DHA, RHA, my left foot
It makes me sick to be subjected to baby formula marketing. They boast of new additions, like DHA and RHA which Nestle marketing says are "naturally found in breastmilk and are important for mental and visual development." This long-chain polyunsaturated fatty-acid fortification was introduced in the early 2000s. What about babies fed formula before then? If I follow their marketing, it was deficient in something so very important for mental and visual development. The list goes on. 1984: Taurine fortification introduced. Late 1990s: Nucleotide fortification introduced. If I feed formula today, in 2008, what oh-so-important ingredient will be added in 2010 that my baby will have missed out on?
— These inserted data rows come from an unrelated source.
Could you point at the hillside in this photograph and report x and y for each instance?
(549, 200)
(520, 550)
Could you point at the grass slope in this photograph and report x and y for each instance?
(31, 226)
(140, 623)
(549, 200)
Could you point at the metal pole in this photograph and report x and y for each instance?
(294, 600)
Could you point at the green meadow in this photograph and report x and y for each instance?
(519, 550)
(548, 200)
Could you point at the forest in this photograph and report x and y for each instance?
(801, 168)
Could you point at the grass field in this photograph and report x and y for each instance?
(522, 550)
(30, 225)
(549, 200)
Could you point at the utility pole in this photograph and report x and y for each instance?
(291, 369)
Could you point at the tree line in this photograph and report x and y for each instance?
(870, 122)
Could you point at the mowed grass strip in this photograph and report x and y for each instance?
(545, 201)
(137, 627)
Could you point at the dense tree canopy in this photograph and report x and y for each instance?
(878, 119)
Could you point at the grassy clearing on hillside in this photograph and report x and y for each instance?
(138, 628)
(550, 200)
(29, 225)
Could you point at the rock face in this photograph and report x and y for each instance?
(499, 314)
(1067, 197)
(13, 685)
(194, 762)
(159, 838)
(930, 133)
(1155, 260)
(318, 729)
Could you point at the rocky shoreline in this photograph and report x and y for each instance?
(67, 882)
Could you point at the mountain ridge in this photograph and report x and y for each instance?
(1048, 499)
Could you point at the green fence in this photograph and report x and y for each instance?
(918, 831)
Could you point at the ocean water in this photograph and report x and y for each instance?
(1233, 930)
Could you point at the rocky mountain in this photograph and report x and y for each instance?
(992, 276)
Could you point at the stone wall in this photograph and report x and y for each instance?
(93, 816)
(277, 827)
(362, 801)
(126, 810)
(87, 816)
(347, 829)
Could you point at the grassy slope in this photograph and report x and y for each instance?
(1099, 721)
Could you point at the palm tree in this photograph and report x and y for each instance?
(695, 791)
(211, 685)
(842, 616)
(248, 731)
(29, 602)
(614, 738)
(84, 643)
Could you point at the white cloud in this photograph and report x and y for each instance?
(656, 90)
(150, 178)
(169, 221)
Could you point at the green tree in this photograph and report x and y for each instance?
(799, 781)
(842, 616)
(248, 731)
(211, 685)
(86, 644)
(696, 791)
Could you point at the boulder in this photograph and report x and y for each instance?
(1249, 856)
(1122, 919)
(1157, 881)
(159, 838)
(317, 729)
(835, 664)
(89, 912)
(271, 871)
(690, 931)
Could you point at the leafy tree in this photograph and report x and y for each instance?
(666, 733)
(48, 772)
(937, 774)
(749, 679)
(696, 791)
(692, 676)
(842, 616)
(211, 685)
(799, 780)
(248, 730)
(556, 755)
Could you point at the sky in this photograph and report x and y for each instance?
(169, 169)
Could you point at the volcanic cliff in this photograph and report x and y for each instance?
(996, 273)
Manufacturing mother's milk is impossible
Even the artificial milk manufacturers have long known they'll never be able to adequately mimic mother's milk. In one dozen-plus-year-old journal article, two Abbot Laboratories researchers write that it has become "increasingly apparent that infant formula can never duplicate human milk." They explain, "Human milk contains living cells, hormones, active enzymes, immunoglobulins and compounds with unique structures that cannot be replicated in infant formula." (Endocrine Regulations, March 1994) And then they go on with a bunch of blather about trying to match "performance" instead. Whatever.
More concerns
More concerns I'll let you pursue on your own:
- Bisphenol A in baby bottles.
- Do tired parents at 3 a.m. actually sterilize formula feeding equipment as directed on the label? (Short answer: No.)
- What about the many, many dilution errors, resulting in too-concentrated or too-dilute artificial milk fed to babies?
Let me sum this up for you.
- Breastfeed your baby.
- See #1. Even if someone tries to say you don't make enough milk. Get help. This is very, very rare, yet women are still fed this line all the time. Want to hear a list of my friends who have successfully breastfed with only one breast? Breastfed adopted babies, some even without previous lacatations? Yes, you can breastfeed if you're on medication, but you may need help to choose the right one.
- If you have no breasts, have AIDS in a country with a safe water supply, are currently undergoing radiation or are a crack addict, you may seek another solution. The World Health Organization ranks formula as 4th choice, after breastfeeding, wet nursing and donated breast milk by bottle.
- If you "choose" formula because you think breastfeeding is gross (yeah, I actually hear this one), because you think you must switch to formula after 6 months (Where does that come from? Oh yeah, the formula manufacturers.), because you think Dad or Grandma may want a turn caring for the baby (how 'bout diapers, rocking, baths, walks ...) or because you think a bottle is more convenient (the grass is always greener), then see #1.